Lawton Williams shot and instantly killed Ed Hinds last Saturday at Williams’ wood camp near Newell. It seems that they were loading a car and Hinds hit Williams with a stick of wood. Williams got mad and went for his pistol with the above result.


The Newell Literary Society was organized last week with Miss Josephine Allen, president; Ardell Jones, vice president and Miss Zora Wainwright, secretary. The Society will meet every two weeks.


Mr.
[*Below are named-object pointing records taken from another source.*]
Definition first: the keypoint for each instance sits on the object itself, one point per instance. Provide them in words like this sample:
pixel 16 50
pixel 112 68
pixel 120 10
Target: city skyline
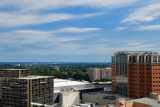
pixel 76 31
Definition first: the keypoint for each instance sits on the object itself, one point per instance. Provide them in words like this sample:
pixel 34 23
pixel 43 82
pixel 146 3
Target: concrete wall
pixel 68 98
pixel 96 98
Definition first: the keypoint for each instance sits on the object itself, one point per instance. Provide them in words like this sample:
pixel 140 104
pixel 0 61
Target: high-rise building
pixel 99 73
pixel 19 89
pixel 135 74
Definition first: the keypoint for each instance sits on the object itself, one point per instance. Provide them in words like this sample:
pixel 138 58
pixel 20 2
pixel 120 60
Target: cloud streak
pixel 12 20
pixel 149 27
pixel 34 5
pixel 144 14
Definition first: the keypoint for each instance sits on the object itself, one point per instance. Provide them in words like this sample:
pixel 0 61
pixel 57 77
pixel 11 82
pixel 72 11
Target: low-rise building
pixel 69 97
pixel 99 73
pixel 152 101
pixel 19 89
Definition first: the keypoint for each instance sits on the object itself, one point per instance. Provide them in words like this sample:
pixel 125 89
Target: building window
pixel 154 58
pixel 134 58
pixel 158 58
pixel 147 59
pixel 140 59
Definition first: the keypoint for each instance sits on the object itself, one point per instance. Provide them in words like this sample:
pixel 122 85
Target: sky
pixel 76 30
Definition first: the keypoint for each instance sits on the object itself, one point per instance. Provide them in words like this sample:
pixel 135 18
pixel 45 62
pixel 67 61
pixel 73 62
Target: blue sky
pixel 76 30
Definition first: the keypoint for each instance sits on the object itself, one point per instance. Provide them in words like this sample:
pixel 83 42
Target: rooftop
pixel 35 77
pixel 136 52
pixel 62 82
pixel 12 69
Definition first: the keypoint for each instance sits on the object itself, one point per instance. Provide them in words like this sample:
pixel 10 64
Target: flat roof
pixel 62 82
pixel 13 69
pixel 136 52
pixel 35 77
pixel 148 101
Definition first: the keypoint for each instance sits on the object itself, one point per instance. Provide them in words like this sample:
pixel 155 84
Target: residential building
pixel 19 89
pixel 135 73
pixel 99 73
pixel 56 68
pixel 152 101
pixel 61 85
pixel 69 97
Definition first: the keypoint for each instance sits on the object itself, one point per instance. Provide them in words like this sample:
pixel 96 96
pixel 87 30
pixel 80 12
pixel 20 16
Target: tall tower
pixel 136 73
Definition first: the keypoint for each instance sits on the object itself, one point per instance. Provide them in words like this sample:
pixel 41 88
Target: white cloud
pixel 149 27
pixel 46 38
pixel 75 30
pixel 121 28
pixel 30 5
pixel 144 14
pixel 13 19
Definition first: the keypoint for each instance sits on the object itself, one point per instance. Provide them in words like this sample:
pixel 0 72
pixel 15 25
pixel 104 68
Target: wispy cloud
pixel 30 5
pixel 149 27
pixel 121 28
pixel 13 19
pixel 144 14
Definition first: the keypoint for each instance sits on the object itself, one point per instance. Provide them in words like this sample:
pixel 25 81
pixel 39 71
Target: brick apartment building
pixel 135 74
pixel 99 73
pixel 19 89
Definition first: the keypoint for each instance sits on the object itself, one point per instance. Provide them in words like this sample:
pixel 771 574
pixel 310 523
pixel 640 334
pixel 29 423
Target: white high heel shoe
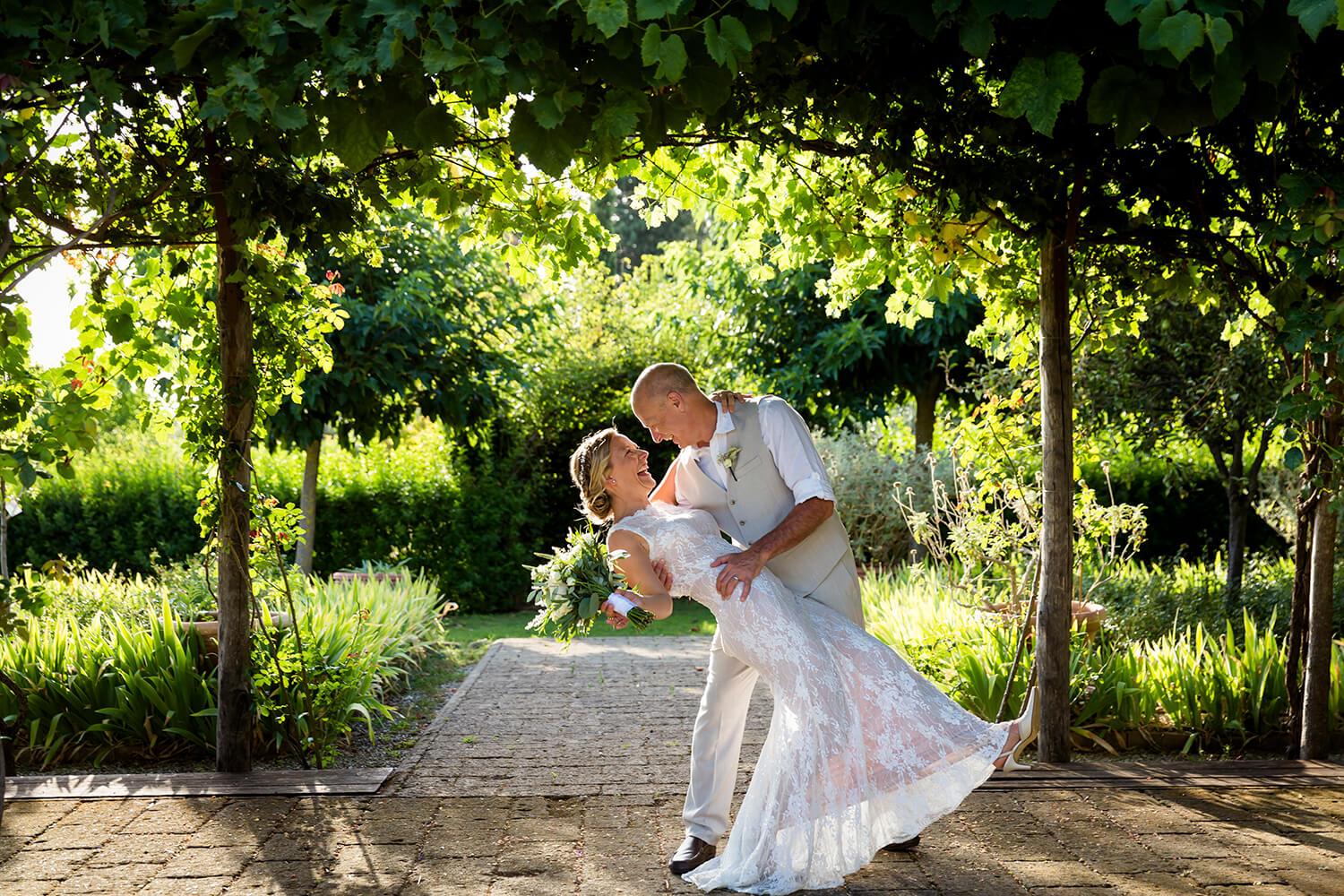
pixel 1029 723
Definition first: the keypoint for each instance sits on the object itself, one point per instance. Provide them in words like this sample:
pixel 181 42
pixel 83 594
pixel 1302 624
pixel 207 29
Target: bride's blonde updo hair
pixel 589 465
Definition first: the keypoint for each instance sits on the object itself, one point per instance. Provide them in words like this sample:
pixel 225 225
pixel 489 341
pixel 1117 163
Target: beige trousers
pixel 722 719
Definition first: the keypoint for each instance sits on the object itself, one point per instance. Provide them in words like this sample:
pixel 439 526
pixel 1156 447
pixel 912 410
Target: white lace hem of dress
pixel 859 831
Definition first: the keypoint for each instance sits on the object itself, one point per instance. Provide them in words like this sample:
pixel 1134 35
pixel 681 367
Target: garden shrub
pixel 128 680
pixel 1217 684
pixel 866 479
pixel 1147 600
pixel 1187 513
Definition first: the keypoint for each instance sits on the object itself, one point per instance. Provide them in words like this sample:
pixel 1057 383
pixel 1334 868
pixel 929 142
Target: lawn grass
pixel 687 618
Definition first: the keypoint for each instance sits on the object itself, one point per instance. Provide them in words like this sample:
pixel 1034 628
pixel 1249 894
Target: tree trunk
pixel 308 508
pixel 1297 621
pixel 236 359
pixel 1316 691
pixel 1238 512
pixel 4 530
pixel 1054 619
pixel 926 401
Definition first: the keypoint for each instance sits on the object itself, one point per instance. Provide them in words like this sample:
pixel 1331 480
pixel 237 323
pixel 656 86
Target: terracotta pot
pixel 1086 616
pixel 366 576
pixel 209 630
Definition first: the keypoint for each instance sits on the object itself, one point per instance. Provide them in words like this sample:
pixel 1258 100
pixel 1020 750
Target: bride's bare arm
pixel 640 573
pixel 666 490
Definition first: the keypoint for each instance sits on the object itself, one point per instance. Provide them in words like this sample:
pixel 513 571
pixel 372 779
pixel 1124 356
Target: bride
pixel 862 751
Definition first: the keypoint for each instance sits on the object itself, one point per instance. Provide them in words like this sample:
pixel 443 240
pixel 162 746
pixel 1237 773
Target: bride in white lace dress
pixel 863 750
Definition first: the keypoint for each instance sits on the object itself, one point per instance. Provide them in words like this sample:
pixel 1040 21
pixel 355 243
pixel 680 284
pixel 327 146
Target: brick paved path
pixel 564 772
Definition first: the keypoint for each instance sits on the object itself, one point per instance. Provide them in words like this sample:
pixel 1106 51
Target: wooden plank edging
pixel 333 782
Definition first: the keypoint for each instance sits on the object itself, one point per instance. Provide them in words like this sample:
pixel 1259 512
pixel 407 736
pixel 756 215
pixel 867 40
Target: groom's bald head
pixel 660 381
pixel 671 406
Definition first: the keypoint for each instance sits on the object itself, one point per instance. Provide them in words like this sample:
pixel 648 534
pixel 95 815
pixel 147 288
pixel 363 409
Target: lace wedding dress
pixel 863 750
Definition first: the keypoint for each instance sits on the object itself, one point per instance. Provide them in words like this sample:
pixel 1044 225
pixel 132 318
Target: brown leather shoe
pixel 693 853
pixel 903 847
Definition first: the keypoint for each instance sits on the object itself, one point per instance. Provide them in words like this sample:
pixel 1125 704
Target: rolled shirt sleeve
pixel 795 454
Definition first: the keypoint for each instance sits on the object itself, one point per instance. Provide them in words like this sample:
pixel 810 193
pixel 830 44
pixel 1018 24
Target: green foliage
pixel 354 641
pixel 867 477
pixel 421 338
pixel 781 336
pixel 1212 685
pixel 1150 599
pixel 129 504
pixel 112 683
pixel 128 680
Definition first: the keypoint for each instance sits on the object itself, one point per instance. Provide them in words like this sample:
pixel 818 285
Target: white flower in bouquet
pixel 573 584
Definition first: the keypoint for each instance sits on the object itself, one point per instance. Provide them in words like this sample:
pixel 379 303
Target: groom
pixel 755 469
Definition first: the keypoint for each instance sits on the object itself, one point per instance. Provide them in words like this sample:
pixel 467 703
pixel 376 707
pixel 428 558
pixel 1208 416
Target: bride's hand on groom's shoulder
pixel 660 568
pixel 728 400
pixel 615 618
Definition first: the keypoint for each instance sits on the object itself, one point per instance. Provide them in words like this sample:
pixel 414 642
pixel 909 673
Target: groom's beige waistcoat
pixel 757 500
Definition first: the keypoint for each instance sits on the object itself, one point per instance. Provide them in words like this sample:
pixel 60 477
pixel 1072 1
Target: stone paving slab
pixel 564 772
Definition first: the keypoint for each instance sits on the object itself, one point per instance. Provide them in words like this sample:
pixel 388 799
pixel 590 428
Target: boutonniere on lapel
pixel 728 458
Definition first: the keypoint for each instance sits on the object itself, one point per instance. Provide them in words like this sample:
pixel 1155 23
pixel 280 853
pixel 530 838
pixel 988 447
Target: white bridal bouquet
pixel 574 582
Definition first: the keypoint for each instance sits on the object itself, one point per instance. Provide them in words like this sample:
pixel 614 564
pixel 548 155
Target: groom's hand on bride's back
pixel 728 400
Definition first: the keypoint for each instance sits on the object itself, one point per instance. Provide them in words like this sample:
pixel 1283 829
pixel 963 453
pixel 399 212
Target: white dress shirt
pixel 788 441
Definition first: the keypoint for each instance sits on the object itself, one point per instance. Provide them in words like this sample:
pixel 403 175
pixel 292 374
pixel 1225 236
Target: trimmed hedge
pixel 132 504
pixel 132 500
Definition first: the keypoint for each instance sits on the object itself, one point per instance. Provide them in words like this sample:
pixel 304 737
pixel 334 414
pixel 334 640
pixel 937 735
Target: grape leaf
pixel 1182 34
pixel 1314 15
pixel 607 15
pixel 1039 88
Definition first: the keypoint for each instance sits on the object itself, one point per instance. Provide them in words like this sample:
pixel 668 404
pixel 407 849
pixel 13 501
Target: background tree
pixel 621 211
pixel 1180 376
pixel 422 335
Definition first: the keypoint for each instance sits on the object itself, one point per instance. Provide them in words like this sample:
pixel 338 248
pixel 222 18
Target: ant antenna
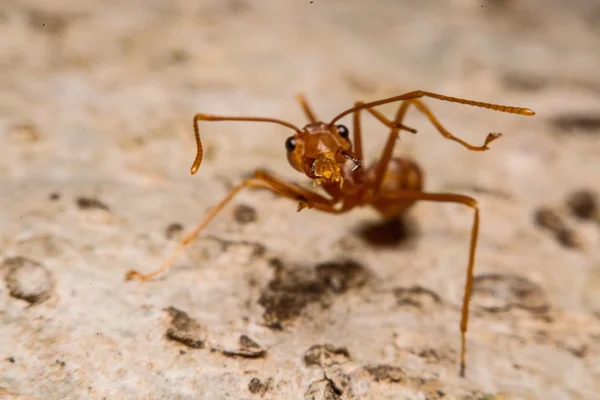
pixel 208 117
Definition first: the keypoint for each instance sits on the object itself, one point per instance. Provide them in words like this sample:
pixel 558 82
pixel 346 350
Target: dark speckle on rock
pixel 583 204
pixel 90 203
pixel 28 280
pixel 326 355
pixel 248 348
pixel 386 373
pixel 499 293
pixel 185 330
pixel 244 214
pixel 417 296
pixel 173 230
pixel 256 386
pixel 341 276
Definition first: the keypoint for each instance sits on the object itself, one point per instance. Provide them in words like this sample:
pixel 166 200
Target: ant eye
pixel 344 132
pixel 290 144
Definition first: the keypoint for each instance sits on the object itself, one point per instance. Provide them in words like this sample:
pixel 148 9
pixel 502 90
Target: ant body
pixel 321 150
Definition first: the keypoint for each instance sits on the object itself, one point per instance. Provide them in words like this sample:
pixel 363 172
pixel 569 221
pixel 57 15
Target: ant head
pixel 320 151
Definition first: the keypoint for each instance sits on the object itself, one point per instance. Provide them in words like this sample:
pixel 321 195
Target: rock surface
pixel 96 136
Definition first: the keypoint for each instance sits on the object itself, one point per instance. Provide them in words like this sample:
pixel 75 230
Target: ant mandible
pixel 321 151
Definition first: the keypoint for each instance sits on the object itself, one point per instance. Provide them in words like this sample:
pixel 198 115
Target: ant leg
pixel 262 180
pixel 469 202
pixel 307 110
pixel 421 107
pixel 358 131
pixel 389 147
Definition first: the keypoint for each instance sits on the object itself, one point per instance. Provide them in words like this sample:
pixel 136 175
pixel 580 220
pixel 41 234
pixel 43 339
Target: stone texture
pixel 96 137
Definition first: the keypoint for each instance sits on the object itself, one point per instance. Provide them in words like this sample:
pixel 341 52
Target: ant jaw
pixel 325 169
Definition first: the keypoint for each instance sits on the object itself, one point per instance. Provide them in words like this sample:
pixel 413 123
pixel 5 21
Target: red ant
pixel 321 151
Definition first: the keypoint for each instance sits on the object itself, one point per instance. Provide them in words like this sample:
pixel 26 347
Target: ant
pixel 323 152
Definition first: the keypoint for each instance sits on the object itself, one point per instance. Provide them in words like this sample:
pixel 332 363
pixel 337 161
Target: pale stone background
pixel 96 102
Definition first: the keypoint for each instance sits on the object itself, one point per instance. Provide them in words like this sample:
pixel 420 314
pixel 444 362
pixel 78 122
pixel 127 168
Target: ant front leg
pixel 305 197
pixel 469 202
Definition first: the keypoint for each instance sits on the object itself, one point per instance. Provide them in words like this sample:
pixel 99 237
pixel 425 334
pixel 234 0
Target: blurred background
pixel 96 107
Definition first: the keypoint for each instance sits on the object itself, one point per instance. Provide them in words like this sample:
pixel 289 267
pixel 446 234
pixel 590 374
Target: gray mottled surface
pixel 96 104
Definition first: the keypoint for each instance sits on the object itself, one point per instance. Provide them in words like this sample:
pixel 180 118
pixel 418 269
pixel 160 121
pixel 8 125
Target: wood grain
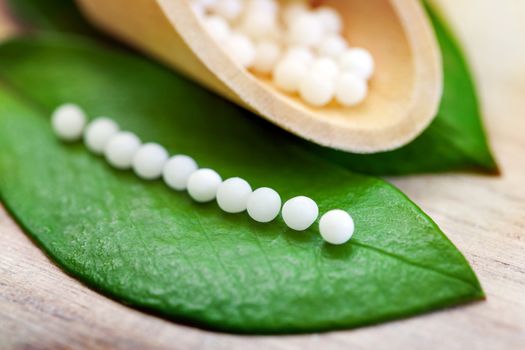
pixel 403 96
pixel 42 308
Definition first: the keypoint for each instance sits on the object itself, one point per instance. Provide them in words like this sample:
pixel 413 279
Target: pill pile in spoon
pixel 149 161
pixel 299 45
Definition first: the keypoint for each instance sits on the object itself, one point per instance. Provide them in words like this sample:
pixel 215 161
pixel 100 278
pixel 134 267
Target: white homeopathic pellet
pixel 325 66
pixel 358 61
pixel 300 53
pixel 98 133
pixel 228 9
pixel 68 122
pixel 121 149
pixel 317 89
pixel 149 161
pixel 332 46
pixel 300 212
pixel 233 194
pixel 264 204
pixel 177 171
pixel 288 74
pixel 336 226
pixel 203 185
pixel 241 49
pixel 350 89
pixel 331 19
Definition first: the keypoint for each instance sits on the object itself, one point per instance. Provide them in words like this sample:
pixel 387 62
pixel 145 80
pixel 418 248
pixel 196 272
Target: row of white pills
pixel 124 150
pixel 301 46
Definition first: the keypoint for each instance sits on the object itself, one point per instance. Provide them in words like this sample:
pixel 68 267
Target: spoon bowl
pixel 404 92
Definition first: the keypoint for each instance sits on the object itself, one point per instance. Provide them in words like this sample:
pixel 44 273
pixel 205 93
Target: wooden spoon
pixel 404 92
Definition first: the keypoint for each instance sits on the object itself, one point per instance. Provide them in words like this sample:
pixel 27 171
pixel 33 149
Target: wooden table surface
pixel 43 308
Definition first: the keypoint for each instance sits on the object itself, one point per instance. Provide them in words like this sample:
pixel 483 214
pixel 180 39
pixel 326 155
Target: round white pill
pixel 299 213
pixel 330 19
pixel 121 148
pixel 68 122
pixel 228 9
pixel 332 46
pixel 358 61
pixel 350 89
pixel 266 56
pixel 149 161
pixel 241 49
pixel 325 66
pixel 306 30
pixel 336 226
pixel 98 133
pixel 292 11
pixel 300 53
pixel 264 204
pixel 317 89
pixel 288 73
pixel 218 28
pixel 233 194
pixel 203 185
pixel 177 171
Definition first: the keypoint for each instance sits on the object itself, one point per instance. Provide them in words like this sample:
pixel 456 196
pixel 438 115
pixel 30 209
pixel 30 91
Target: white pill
pixel 177 171
pixel 266 56
pixel 203 185
pixel 241 49
pixel 350 89
pixel 288 73
pixel 121 149
pixel 306 30
pixel 358 61
pixel 264 204
pixel 317 89
pixel 233 194
pixel 68 122
pixel 98 133
pixel 218 28
pixel 336 226
pixel 330 19
pixel 332 46
pixel 149 160
pixel 263 7
pixel 228 9
pixel 300 212
pixel 300 53
pixel 325 66
pixel 292 11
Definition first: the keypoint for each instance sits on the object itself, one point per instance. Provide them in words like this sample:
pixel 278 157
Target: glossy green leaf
pixel 155 249
pixel 454 141
pixel 51 15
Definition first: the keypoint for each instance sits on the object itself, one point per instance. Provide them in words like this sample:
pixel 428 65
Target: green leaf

Rob Knight died at Newell Tuesday of pneumonia following influenza.


The Tax Receiver’s last round this year, to receive tax returns, will be at Racepond, Homeland, Uptonville, Winokur, Bachlott, Newell, Toledo, Moniac, Stokesville, St. George, Traders Hill, Billys Island and Folkston.  H.H. CREWS, Tax Receiver.


Mr. C.F. Anderson, 68  of Newell died Friday. He was at the barn feeding the stock and surrendered his soul. Buried at Corinth.  Five survivors listed. 


Willie Sykes of Newell and Miss Lou Wainwright were married at the Baptist Church in Winokur Sunday. He is son of J.H. Sykes.


Thursday Mossie Thomas, a colored gum dipper at J.C. Littlefield’s Newell camp, was bitten on the hand by a rattlesnake. He was rushed to Folkston and Dr. Fleming administered the recently discovered serum for treatment of such accidents. He was able to walk after treatment.


Terrible rain storm, …At Newell, Winokur and Hickox the Coast Line track was so badly washed it stopped traffic on the Short Line. Several places were washed out leaving the tracks hanging by the rails. …


A nice crowd from the Winokur community attended Sunday School at Newell Sunday P.M.


Marriages in April: Willie Brown and Pearl Maner at Newell.


The new road grading machinery purchased by the county commissioners has been at work this week connecting up the link through Sam Crews’ place at Newell.


Charlton’s first-born reported to the Herald in 1931 is a fine young lady that arrived Wednesday at the home of Mr. and Mrs. P.H. Lyle at Newell. Dr. Fleming was the attending physician and says the young lady is a nice fine baby.


March marriage records are as follows: … Sterling Nobles and Effie Boyd, Newell, on the 14th. …


Eustis Gardner and Bessie Mae Phillips of Newell came down on July 16 and had the judge tie them up in wedlock for better or worse. They will live at that place.


Samuel C. Crews died at his home at Newell.


Mrs. Carrie Lowther Harris died in Newell.


Hercules Company has moved its loading camp from Newell to Homeland.


Mr. and Mrs. J.C. Littlefield, Jr. of Newell announce the birth of a son on August 12. He has been named John Morrison.


Mr. and Mrs. Holland Brown of Newell announce the birth of a baby daughter July 3. She has been named Juliette Louise.